Some who use these services hope to find out if they're related to famous people, such as singers Bono or Jimmy Buffett, or to historical figures such as Marie Antoinette or Jesse James. Others, like Winbush, want to fill in gaps in the family tree or find out what part of the world their ancestors hailed from.
However, critics say that these genetic tests are based on questionable scientific assumptions and reveal only a tiny corner of a human's ancestral tapestry.
"At most you're getting 1 percent of your ancestry, genomically speaking," said Harvard's Fullwiley. "What it tells you is a little part of your genome is present in people who live in an area in the present day."
She sees glaring technical problems with the tests. First, they assume that because a genetic marker is common among people living in a particular region today, that population has remained relatively static over time.
Africa is one example of a place where those assumptions might not hold up, Fullwiley said. "Just because we fix these tribes and those tribes in a place doesn't mean they have always been there or haven't changed. Africans were dropped off all over the West Coast of Sierra Leone after slavery was made illegal. There was a lot of mixing that went on."
Even if assumptions about the origins of genetic markers do hold, she said, testing companies use only a small number of markers (paternal and maternal tests each look at 1 percent of possible markers) to tie customers to certain regions and ethnic groups. Because the results offer only a small glimpse of a person's total genetic heritage, consumers should be wary about basing their identity on them, Fullwiley said.
Backers of genetic testing counter that knowing a little is better than knowing nothing. They say tests can offer important clues to help reconstruct family trees.
Genetrack's Wong mentioned one of the company's customers, a 59-year-old man who had been adopted as a child and tracked down his biological family through Genebase.
"He found a man on the network who shared 44 out of 44 genetic markers on his Y chromosome," she said. "He found out there was a baby in the man's family who was put up for adoption 59 years earlier. Turned out he was the man's cousin."

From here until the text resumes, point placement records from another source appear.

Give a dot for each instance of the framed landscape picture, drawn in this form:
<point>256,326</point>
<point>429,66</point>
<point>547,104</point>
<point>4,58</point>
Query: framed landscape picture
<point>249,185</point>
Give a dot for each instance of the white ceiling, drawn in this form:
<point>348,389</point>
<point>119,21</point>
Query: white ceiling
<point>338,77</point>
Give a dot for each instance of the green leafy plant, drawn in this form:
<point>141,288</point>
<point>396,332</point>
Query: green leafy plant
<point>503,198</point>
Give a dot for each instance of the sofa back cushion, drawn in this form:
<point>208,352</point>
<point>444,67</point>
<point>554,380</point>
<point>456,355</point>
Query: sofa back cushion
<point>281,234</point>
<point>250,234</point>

For Winbush, the genetic test and online network bridged a gap between Kentucky and Africa. Using his mother's birth certificate, he had traced his family back to a slave-era plantation near Princeton County, Ky., where his great-great-grandfather was listed in county documents as a "4-year-old mulatto boy."
"The word 'mulatto,'" Winbush said, "was a code word the slave owners used to say that these were my children."

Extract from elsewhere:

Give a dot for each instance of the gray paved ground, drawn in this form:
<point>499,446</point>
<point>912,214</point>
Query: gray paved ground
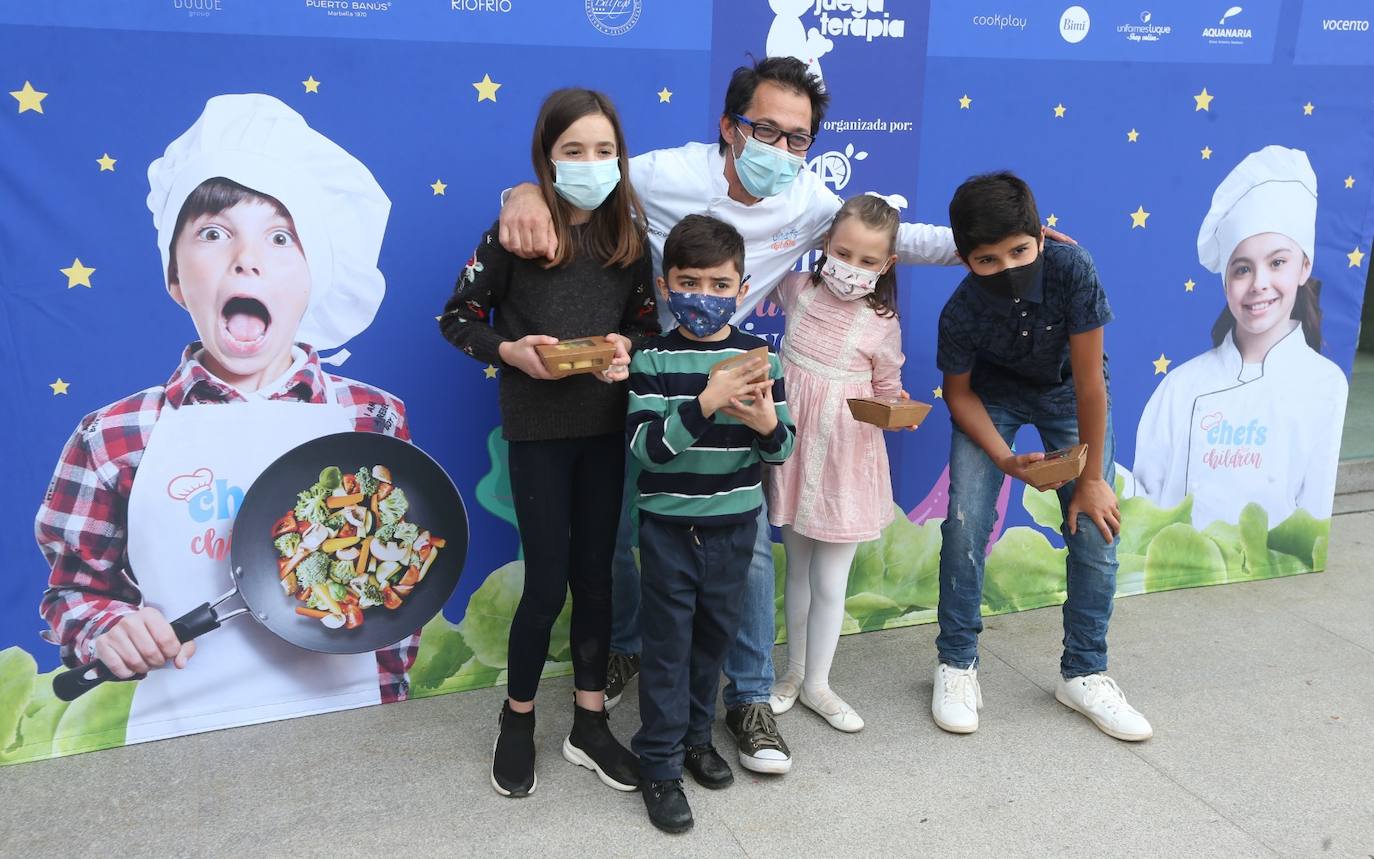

But the records could take Winbush no further, so he decided to see what a genetic test could tell him.
His paternal DNA linked him to the Bubi, a people indigenous to Equatorial Guinea in Central Africa, and his maternal DNA linked him to the Tikar people of Cameroon. He also carried markers common in people of Dutch, French, British and German origin.

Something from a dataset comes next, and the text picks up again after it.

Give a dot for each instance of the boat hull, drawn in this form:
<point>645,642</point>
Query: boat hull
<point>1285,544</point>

"The discovery helped me to locate myself more psychologically," he said. "It's all kind of wrapped up in the idea of locating oneself in history."
In an online forum, he found he shared more than genetic markers with other people of Tikar descent. "They were all very tall people," said the 6-foot-5-inch Winbush.
Now he and his newly discovered - if distant - relatives want to translate their new sense of place into action.
"I've been able to connect with people from all over the country who have taken the test," he said. "We are talking about raising money and going over there and seeing what people need."